PhD candidate at the University of Twente
Tannaz is a third-year PhD candidate at the University of Twente. Her main research topic is Model-based testing in combination with Behaviour Driven Development. She is part of the project TiCToC (TiCToC) that investigates methods and tools to manage and reduce the combinatorial explosion of testing complex high-tech systems. She is interested in implementing formal testing theories in practice and is actively striving to achieve that goal within and after her PhD.
Model-based User Experience Assessment
For many software applications user experience is important, yet assessing how the users would experience an application before the application is released is very hard. We can indeed do a Beta testing with a group of real users, but it is not always practical to do this between releases. In this talk we will discuss a model-based approach to model users’ emotional experience.

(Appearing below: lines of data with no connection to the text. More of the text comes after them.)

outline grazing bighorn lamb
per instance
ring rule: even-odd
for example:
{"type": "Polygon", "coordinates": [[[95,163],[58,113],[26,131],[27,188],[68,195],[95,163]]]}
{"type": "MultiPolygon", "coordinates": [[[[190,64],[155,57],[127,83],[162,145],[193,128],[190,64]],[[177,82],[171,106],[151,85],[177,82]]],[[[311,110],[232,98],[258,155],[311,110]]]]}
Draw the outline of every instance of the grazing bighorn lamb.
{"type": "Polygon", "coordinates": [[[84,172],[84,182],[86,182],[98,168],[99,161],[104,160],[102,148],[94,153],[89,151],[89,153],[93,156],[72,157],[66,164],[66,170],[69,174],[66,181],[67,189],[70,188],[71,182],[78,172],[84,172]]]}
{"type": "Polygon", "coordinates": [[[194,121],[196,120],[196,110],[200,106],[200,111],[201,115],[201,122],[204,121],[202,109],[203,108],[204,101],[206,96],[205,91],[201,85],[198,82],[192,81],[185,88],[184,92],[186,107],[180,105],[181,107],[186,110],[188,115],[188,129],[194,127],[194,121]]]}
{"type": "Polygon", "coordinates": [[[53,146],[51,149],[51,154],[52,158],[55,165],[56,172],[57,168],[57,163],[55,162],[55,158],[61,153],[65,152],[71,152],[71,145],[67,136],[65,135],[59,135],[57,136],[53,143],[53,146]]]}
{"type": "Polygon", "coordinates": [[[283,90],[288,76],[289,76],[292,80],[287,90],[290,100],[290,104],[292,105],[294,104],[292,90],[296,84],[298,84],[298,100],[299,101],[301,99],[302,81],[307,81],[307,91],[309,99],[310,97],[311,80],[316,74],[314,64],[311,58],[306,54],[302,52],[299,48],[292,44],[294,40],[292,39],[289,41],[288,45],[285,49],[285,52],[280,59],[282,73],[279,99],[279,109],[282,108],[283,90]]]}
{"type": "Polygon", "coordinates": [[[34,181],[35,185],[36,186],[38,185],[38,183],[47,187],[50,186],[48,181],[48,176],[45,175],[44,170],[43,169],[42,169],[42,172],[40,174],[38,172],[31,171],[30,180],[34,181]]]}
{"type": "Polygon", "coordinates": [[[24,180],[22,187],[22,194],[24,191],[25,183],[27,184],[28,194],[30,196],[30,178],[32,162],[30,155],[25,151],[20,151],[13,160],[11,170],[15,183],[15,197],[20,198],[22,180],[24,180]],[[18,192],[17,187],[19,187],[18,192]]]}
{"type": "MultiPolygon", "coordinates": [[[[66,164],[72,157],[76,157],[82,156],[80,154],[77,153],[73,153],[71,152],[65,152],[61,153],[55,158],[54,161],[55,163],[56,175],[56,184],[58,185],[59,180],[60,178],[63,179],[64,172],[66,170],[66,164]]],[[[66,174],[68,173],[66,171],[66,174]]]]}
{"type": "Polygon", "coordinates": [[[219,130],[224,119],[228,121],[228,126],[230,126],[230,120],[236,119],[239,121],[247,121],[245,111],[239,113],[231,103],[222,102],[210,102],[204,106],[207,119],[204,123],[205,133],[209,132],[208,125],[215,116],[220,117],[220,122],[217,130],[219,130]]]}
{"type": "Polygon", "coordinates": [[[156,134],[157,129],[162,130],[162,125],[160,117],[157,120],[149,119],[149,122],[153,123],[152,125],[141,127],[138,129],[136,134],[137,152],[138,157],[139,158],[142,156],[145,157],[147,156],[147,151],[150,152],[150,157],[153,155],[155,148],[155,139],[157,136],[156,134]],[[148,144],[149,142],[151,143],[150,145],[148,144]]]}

The approach is rooted in a well-known theory from Psychology proposed by Ortony, Clore, and Collins. Compared to a machine learning approach, a more classical model based approach has the benefit that it is comprehensible (and explainable), but the challenge is indeed how to craft such a model. In the talk we will first discuss the structure of the underlying theory, and then we will discuss how a user model looks like and how we can use it to perform an automated user experience analysis.
Researcher at the Utrecht University
Dr. Wishnu Prasetya is an assistant professor at Utrecht University, the Netherlands. He received his PhD at Utrecht University for his research in mechanical verification of self-stabilizing distributed systems. Dr. Prasetya has worked for many years in the field of software technology. His expertise includes compositional reasoning of temporal properties of distributed systems, symbolic based program verification, and automated software testing. His recent interest includes automated game testing and the use of agent-based AI in software testing.